С Арсенала, впрочем, вышли далеко не все. Трусы и хозяйские угодники вместе с офицерами попрятались по цехам.
Толпа ликовала. Все обнимались, поздравляли друг друга, помогали раненым, даже покинутым своими казакам и кавказцам. Кому-то, со злости бросившему: «Связать бы их по двое, да с моста в Фонтанку!», ответили:
— Коли так будем делать, чем мы тогда лучше их и зачем сюда пришли?
Роту Павловского полка, занявшую Пантелеймоновский мост, мало кто замечал. Всеобщего ликования не разделял лишь спокойный чухонец Розенберг.
— Петрашевский, Достоевский! Крови избежать не удалось, так что вступает в действие второй план. Надежный лодочник у Литейного двора. Поезжайте на Выборгскую и стройте баррикады.
Он перевел взгляд на Пушкина с Белинским.
— Александр Сергеевич! Виссарион! Вторых таких поэта и критика в России нет. Уходите, а мы, кто уцелеет, все опишем и принесем вам в «Современник».
Критик и редактор, переглянувшись, зашагали в сторону моста. Павловцы узнали их и пропустили.
— Место казака — в бою. Но сначала я жинку домой отведу, — сказал Тарас.
Колонна достигла Арсенала и повернула на Шпалерную. Гостинодворцы пристроились в хвост. Вот уже показался Таврический дворец. А перед ним — Литовский полк. И тут прибежали рабочие.
— Измена, Арвид Карлыч! Инженеры-офицеры впустили преображенцев на завод. Старый Арсенал, новый, Литейный двор — все захвачено!
Проклятие! Не успели вывезти пушки! Примчались двое мальчишек — китайчонок Сашка и его новый друг, Федька Кузнецов с Выборгской.
— Гражданин генерал! Гвардейская конная артиллерия выходит из казарм.
Демонстрантов обкладывали, словно волков.
— Слушай мою команду! Прорываемся на Выборгскую сторону!
Легко сказать: прорываемся.
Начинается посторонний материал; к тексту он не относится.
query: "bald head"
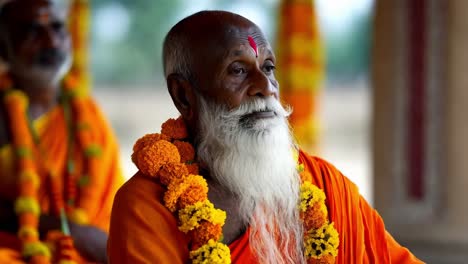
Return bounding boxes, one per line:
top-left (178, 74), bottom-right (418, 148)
top-left (163, 11), bottom-right (278, 134)
top-left (163, 11), bottom-right (267, 82)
Середина толпы оказалась напротив Александровского моста, перекрытого теми же литовцами. Арсенальцы развернулись к ним. А посредине оказались китаец и Казбек. Китаец внезапно выхватил из-за спины изогнутый меч и с диким криком «Кья-а-а!» помчался прямо на штыки. Рядом с ним летел с шашкой и кинжалом в руках горец, издавая чеченский клич: «Ях!». При виде двух диких азиатов, готовых на все, гвардейцы шарахнулись. В следующий миг толпа, стихийно выстроившаяся клином, оттеснила их к перилам и неудержимо хлынула за Неву. Александровский мост был взят.